5. Examining and Modifying Text

Examining and modifying text is yet another common operation performed on text buffers. Examples: converting a selected portion of text into a comment while editing a program, determining and inserting the correct end tag while editing HTML, inserting a pair of HTML tags around the current word, etc. The GtkTextIter object provides functions to do such processing.

In this section we will develop two programs to demonstrate these functions. The first program will insert start/end li tags(not to be confused with text attribute tags) around the current line, when a button is clicked.
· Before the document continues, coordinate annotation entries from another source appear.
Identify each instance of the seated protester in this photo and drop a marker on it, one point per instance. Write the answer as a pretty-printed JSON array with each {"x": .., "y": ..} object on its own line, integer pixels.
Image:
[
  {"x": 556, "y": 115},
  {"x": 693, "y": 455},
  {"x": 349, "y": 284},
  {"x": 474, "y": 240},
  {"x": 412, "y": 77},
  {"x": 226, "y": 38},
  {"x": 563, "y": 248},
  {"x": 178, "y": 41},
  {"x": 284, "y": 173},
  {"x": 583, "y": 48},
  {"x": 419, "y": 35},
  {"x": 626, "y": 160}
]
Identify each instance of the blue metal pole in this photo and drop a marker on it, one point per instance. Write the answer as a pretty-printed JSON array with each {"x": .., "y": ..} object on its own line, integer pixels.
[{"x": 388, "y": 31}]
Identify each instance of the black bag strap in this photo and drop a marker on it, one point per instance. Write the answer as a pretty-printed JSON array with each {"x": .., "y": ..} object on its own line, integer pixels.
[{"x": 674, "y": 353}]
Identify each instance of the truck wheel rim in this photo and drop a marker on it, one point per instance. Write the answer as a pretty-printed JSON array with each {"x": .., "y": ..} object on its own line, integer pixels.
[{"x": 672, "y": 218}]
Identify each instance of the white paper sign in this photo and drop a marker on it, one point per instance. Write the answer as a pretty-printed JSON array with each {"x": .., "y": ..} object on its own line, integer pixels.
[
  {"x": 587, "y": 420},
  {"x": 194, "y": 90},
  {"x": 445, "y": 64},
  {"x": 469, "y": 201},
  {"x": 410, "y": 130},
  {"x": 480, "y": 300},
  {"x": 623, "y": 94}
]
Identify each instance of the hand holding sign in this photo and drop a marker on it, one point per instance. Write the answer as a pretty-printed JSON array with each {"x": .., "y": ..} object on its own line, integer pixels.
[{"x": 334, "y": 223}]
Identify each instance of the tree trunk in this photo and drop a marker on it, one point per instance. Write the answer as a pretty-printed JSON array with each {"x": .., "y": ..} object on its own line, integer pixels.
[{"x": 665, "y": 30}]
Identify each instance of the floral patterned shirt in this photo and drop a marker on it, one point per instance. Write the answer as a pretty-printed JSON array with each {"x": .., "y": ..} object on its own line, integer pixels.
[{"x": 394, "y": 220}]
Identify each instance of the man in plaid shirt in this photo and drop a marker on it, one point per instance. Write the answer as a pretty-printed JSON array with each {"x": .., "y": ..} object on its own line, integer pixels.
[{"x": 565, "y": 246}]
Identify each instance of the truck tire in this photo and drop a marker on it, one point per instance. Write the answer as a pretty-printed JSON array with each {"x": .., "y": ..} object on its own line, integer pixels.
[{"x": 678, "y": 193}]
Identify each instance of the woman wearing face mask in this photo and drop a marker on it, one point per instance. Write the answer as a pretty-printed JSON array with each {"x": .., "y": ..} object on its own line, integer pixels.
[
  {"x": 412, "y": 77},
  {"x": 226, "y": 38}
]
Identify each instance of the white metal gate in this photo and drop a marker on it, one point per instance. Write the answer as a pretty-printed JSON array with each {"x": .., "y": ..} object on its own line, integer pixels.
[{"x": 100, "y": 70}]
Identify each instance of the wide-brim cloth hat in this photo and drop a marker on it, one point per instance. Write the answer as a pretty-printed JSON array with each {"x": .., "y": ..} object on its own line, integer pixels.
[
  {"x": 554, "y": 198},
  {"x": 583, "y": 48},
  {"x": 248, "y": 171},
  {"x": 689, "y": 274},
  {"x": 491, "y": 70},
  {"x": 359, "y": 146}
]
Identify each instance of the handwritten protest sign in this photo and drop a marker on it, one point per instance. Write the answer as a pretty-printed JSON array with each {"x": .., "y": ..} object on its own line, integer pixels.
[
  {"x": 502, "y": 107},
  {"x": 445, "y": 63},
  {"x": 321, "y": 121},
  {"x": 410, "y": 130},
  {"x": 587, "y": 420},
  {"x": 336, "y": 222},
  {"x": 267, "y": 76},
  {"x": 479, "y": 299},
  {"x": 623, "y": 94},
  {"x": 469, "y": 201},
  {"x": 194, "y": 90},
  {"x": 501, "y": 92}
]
The second program will insert an end tag for an unclosed start tag.

To insert tags around the current line, we first obtain an iter at the current cursor position. Then we move the iter to the beginning of the line, insert the start tag, move the iter to the end of the line, and insert the end tag.

An iter can be moved to a specified offset in the same line using


void gtk_text_iter_set_line_offset( GtkTextIter *iter,
                                    gint char_on_line );
The function moves iter within the line, to the character offset specified by char_on_line. If char_on_line is equal to the no. of characters in the line, the iter is moved to the start of the next line.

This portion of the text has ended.